The paradigm shift from the individual to the connection
I missed the Conference on Computational Science last week, but found myself very moved by comments by David Allen sent to David Lazer, that David posted in his blog. What Allen heard, in the give and take of presentations on the ways that data can elucidate human interactions and connections, was further evidence of the paradigm shift from the current worldview (“neoclassical economic thinking”) to the view of the social network. He states:
Social network analysis would vary from the neoclassical view particularly in two fateful ways, I suggest: Rather than begin from static equilibria (borrowed of course from physics, earlier), dynamics are ‘natural’ to social network analysis. More, neoclassicism takes off from the individual, or individual firm; there is no place, really, for connections among the atoms. Social network analysis comes at phenomena, of course, from exactly the opposite direction.

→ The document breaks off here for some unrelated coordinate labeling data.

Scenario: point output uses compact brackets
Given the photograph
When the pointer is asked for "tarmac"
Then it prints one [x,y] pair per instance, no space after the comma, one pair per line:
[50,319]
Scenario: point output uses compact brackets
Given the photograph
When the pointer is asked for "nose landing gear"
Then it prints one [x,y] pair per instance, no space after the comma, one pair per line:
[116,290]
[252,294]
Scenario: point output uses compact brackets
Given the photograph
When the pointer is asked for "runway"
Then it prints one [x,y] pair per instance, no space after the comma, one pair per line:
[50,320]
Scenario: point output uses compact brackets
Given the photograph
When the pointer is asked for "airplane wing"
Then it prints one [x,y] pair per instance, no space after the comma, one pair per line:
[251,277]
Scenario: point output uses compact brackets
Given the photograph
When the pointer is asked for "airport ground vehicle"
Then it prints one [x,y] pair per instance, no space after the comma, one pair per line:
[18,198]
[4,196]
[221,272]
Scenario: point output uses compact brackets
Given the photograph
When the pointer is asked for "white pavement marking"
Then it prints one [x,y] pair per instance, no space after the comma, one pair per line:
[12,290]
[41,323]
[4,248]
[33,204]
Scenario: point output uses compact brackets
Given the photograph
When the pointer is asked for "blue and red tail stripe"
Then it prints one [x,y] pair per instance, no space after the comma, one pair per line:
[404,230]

One aspect of the evidence is that apparently researchers who focus on the social network are having difficulty finding publications that will accept papers that come from this new worldview. It does take a leap, to think that it’s all about the connections and not just the nodes. But the network is the connections and the nodes. If we are in a period in which we can live with complexity and dynamism, can’t we also accept the the AND here?
Allen naturally tips the hat to Thomas Kuhn, whose book The Structure of Scientific Revolutions had a profound impact on my thinking (not to mention my world view). He also quotes (much to my delight) the Max Planck version of how worldviews change: “Science advances one funeral at a time.”